President George Bush will bequeath a number of foreign policy headaches to his successor, but the crisis in Pyongyang should not be one. In recent days, North Korea has expelled  United National atomic inspectors from its Yongbyon nuclear facility and announced plans to restart its bomb-making enrichment process. The International Atomic Energy Agency (IAEA) said that the North Koreans had removed seals and surveillance cameras from the Yongbyon plant and intend to reactivate the Soviet-era facility next week.

These developments signal a breakdown in the disarmament-for-aid negotiations, which began back in 2003. The six-party talks were deadlocked until October 2007 when North Korea agreed to disable its main nuclear reactor and fully disclose the details of its nuclear program to the IAEA. In exchange, the cash-strapped regime would receive economic aid and heavy fuel oil from neighboring South Korea. As added incentive, the Bush administration announced that compliance from the Pyongyang would see the North taken off the US state sponsors of terrorism list.

Washington delayed the move, however, as the North Koreans failed to agree on verification standards outlined by the IAEA. In doing so, the US unwittingly provided the North with a way out of the scheduled disarmament. Last month, Pyongyang claimed that denuclearization talks had failed, and this week moved to resume its nuclear program. Such heightened defiance of the international community represents a serious blow to the administration's efforts to halt weapons proliferation.

Surely, this comes at no surprise. Brinkmanship, in which a negotiating party leverages the threat of disaster to secure a favorable outcome, has been a core principle in Pyongyang's nuclear strategy. In an effort to win concessions from the international community, North Korea has frequently pushed the nuclear standoff to the brink. In 2006, the North tested long-range ballistic missiles and later staged a partially successful test of a nuclear weapon. These actions take North Korea farther away from the negotiating table, which means nonproliferators must offer even greater incentives for it to come back. 

Given the current approach to the negotiations, the North stands to gain more from brinkmanship than coöperation. Indeed, Pyongyang has benefitted from America's ad hoc nuclear policy, successfully exploiting subtle rifts in the international community. In addition, a slew of larger, more immediate problems have allowed North Korea to operate in the shadows of political consciousness. It is to be expected that the North will periodically make noise enough to extract lucrative (and much needed) aid packages. 
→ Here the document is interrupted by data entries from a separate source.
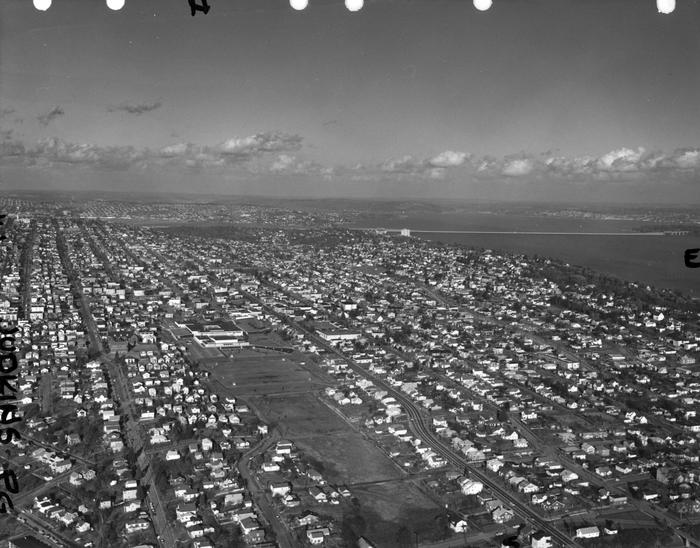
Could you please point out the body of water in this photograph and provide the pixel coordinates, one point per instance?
(649, 260)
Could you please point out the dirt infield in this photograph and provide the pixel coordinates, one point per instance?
(262, 374)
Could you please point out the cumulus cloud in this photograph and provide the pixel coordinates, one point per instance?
(260, 143)
(48, 117)
(517, 167)
(623, 159)
(136, 108)
(278, 154)
(449, 158)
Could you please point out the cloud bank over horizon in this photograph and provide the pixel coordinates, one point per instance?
(278, 154)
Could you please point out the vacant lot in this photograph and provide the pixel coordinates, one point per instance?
(262, 374)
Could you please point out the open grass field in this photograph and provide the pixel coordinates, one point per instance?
(262, 374)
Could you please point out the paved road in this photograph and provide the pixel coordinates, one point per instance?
(419, 427)
(259, 492)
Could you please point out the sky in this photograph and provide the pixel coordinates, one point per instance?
(575, 100)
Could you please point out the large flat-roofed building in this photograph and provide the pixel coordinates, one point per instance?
(333, 333)
(222, 334)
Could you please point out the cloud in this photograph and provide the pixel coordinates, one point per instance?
(518, 167)
(623, 159)
(47, 118)
(259, 144)
(449, 158)
(279, 154)
(137, 109)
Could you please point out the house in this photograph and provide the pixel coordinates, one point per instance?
(317, 494)
(502, 515)
(458, 525)
(136, 525)
(471, 487)
(185, 512)
(317, 535)
(280, 488)
(249, 525)
(307, 518)
(588, 532)
(540, 539)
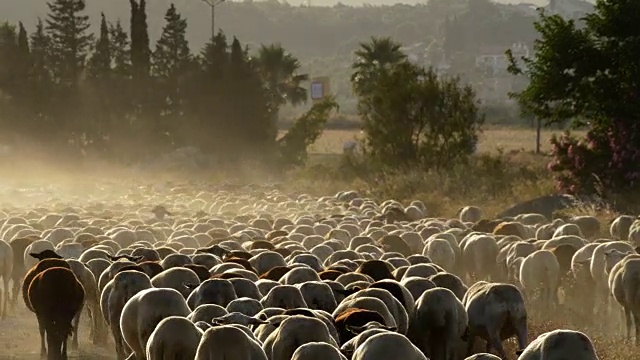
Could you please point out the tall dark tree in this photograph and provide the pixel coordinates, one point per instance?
(100, 64)
(140, 49)
(378, 53)
(70, 42)
(588, 75)
(172, 55)
(120, 51)
(280, 73)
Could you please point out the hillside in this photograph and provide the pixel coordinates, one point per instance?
(316, 31)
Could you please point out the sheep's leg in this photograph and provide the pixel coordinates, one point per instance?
(636, 325)
(76, 326)
(16, 290)
(41, 329)
(4, 295)
(470, 340)
(627, 315)
(53, 344)
(494, 342)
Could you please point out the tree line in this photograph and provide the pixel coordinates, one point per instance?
(116, 94)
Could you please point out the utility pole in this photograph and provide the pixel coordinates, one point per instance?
(213, 4)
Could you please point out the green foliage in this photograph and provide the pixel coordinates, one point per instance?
(589, 76)
(304, 132)
(140, 48)
(279, 71)
(70, 42)
(413, 117)
(172, 55)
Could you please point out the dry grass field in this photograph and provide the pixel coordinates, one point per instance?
(492, 139)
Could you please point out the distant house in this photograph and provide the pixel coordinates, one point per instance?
(493, 59)
(573, 9)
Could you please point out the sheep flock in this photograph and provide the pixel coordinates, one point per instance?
(251, 272)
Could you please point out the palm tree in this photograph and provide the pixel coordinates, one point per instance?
(279, 71)
(377, 53)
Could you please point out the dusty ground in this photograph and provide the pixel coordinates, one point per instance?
(19, 339)
(492, 139)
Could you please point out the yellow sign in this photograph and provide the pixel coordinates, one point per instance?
(320, 88)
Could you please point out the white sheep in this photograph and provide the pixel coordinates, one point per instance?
(317, 351)
(480, 254)
(284, 296)
(438, 324)
(441, 253)
(293, 332)
(387, 345)
(625, 287)
(470, 214)
(496, 312)
(228, 342)
(619, 228)
(175, 337)
(540, 271)
(212, 291)
(6, 271)
(175, 278)
(560, 345)
(144, 311)
(113, 299)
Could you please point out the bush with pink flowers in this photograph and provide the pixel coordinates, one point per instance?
(605, 161)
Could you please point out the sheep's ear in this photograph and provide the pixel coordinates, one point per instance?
(355, 330)
(190, 286)
(220, 321)
(390, 328)
(466, 334)
(257, 321)
(348, 353)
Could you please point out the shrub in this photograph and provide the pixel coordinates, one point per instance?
(606, 159)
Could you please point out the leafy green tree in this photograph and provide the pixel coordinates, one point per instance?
(140, 48)
(413, 117)
(172, 55)
(280, 72)
(371, 57)
(101, 59)
(41, 82)
(305, 131)
(70, 42)
(120, 50)
(172, 61)
(588, 75)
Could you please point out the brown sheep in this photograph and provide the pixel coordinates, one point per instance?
(151, 268)
(354, 317)
(276, 273)
(238, 255)
(19, 271)
(510, 228)
(394, 243)
(261, 244)
(283, 251)
(240, 261)
(377, 269)
(200, 270)
(329, 274)
(57, 297)
(227, 276)
(486, 226)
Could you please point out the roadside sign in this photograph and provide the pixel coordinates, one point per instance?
(319, 88)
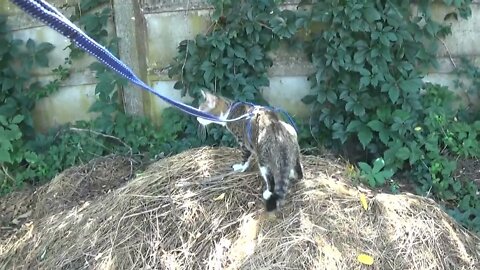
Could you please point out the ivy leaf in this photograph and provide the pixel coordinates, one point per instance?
(240, 51)
(332, 96)
(358, 109)
(17, 119)
(403, 153)
(393, 94)
(410, 85)
(364, 167)
(365, 136)
(376, 125)
(354, 126)
(378, 165)
(371, 14)
(5, 155)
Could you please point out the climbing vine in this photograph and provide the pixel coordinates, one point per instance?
(367, 94)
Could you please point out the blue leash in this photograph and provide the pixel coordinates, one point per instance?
(53, 18)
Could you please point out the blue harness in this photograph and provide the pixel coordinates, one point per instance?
(57, 21)
(251, 113)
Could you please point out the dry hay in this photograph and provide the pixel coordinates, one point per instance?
(190, 211)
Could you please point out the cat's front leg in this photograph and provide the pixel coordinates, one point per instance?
(247, 158)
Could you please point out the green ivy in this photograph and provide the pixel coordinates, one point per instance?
(367, 94)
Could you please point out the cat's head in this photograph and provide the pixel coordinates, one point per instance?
(214, 105)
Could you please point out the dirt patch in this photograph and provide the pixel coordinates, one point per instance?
(15, 209)
(78, 185)
(190, 211)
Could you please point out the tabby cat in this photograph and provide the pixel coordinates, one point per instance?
(264, 135)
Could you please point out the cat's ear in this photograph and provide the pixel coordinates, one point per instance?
(211, 100)
(203, 93)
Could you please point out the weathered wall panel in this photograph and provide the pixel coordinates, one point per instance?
(166, 23)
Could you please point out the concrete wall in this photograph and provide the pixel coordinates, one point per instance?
(149, 36)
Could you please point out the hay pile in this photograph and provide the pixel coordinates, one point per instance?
(191, 212)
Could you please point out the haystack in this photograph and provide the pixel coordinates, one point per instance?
(190, 211)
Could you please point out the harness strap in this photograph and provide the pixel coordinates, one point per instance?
(54, 19)
(251, 113)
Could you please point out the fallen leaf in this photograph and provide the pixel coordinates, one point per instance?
(220, 197)
(363, 201)
(365, 259)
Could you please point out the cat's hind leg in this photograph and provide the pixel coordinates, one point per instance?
(247, 157)
(268, 194)
(298, 169)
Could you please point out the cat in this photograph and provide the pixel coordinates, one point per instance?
(264, 136)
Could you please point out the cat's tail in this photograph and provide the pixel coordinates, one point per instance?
(279, 189)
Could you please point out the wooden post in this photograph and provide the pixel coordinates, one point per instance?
(130, 27)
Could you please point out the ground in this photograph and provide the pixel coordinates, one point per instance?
(190, 211)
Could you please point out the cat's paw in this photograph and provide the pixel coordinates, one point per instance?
(239, 167)
(267, 194)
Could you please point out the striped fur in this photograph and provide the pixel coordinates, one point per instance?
(272, 141)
Pyonyang's announcement this week is essentially a scare tactic designed to piggy-back on recent fears about Kim Jong Il's health and the stability of the regime. The US and its allies should not rush to appease the North. As Secretary of State Condoleezza Rice remarked, "We have been through ups and downs in this process before." But as Washington pushes for the standardization of nuclear monitoring procedures, it must likewise clarify its own position on nuclear proliferation. Accommodating India, isolating Iran, and neglecting North Korea is no way to forge a coherent strategy.

For the moment, Russia and China view North Korea as a potential threat to stability in the region and will make their own moves to keep Pyongyang in check. Nonetheless, with a looming succession of leadership in the North, Washington should be prepared to bring a renewed focus to the negotiating table. 

The will be a lot of questions for the new American president. This is one he should get right.